Relations of tourist push and pull motivations with their activities: the case of Lithuania
Price
Free (open access)
Volume
Volume 13 (2018), Issue 6
Pages
11
Page Range
893 - 904
Paper DOI
10.2495/SDP-V13-N6-893-904
Copyright
WIT Press
Author(s)
Rasuole Andruliene, Aida Macerinskiene, & Sigitas Urbonavicius
Abstract
Tourist motivations are typically grouped into push and pull categories, and this classification is helpful for numerous analytical purposes. the objective of this study is to analyze how push and pull motivations are related with tourist activities in a destination country. Typically, pull motivations trigger tourist involvement in activities that are closely related with these motivations (like culture-related motivations with culture-related activities; nature-related motivation with nature-related activities, etc.). However, this is much less obvious in case of push motivations, since there are few activities that could be directly linked with the latter. the identified research gap needs to be explored. possible tourist activities in a visited country are often rather typical; however, more specific preferences are influenced by the specifics of a destination, travel programme concepts and other characteristics of a particular trip. This makes the analysis of the relationship between motivations and activities relevant to broad contexts, but also allows one to include specifics of an analysed country.
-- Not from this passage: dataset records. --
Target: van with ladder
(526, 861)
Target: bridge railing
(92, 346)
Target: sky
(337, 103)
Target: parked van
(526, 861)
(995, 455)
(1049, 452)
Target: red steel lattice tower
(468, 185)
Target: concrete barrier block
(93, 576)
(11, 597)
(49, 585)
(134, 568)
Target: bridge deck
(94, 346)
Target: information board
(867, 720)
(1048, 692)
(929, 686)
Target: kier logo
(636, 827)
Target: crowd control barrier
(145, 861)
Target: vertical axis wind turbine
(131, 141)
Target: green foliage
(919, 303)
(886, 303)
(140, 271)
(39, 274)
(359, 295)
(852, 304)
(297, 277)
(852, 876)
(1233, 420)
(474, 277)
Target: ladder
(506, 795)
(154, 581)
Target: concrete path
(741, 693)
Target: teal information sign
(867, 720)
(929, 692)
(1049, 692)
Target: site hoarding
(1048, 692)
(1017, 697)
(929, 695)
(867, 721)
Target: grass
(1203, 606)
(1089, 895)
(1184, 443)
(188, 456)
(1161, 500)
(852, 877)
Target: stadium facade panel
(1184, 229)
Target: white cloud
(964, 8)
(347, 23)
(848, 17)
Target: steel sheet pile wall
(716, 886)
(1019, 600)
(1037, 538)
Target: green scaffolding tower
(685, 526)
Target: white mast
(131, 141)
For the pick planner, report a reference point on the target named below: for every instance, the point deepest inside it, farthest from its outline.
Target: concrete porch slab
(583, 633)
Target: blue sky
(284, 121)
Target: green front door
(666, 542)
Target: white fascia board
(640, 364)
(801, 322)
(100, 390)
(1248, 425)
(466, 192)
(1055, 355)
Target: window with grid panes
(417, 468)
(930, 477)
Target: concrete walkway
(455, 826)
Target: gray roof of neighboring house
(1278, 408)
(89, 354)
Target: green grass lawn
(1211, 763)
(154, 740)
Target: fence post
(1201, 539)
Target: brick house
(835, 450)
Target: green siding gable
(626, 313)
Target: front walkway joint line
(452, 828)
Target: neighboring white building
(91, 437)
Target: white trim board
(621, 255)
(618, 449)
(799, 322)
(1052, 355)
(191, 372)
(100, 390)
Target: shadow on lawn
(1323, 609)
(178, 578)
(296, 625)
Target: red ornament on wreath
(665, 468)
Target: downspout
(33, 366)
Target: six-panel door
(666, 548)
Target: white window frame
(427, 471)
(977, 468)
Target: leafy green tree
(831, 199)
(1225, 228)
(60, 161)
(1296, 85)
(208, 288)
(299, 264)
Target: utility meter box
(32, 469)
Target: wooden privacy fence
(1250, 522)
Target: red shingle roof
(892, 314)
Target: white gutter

The study analyses a relation of push and pull motivations with tourist activities in lithuania on the basis of a tourist survey that includes 374 respondents from 47 countries. The analysis is concentrated on linking four motivations (pull: nature-related and culture-related; push: escape and self-confidence increase) with three types of activities: culture-related activities, prestige-related activities and entertainment. also, the age of tourists is used as an additional predictor in the regression analysis. the findings reveal that nature-related motivation has no significant relation with analyzed activities; culture-related motivations influence culture-related and prestige-related activities. Push motivations influence both prestige-related activities and entertainment. Age is a significant predictor for all the three activities; however, in case of entertainment the relation is negative. This adds to the current scope of scientific knowledge about predictors of the analysed types of tourist activities and has practical implications for the development of sustainable tourism.
Keywords
age, culture-related motivations, prestige-related motivations, pull motivations, push motivations, tourist activities.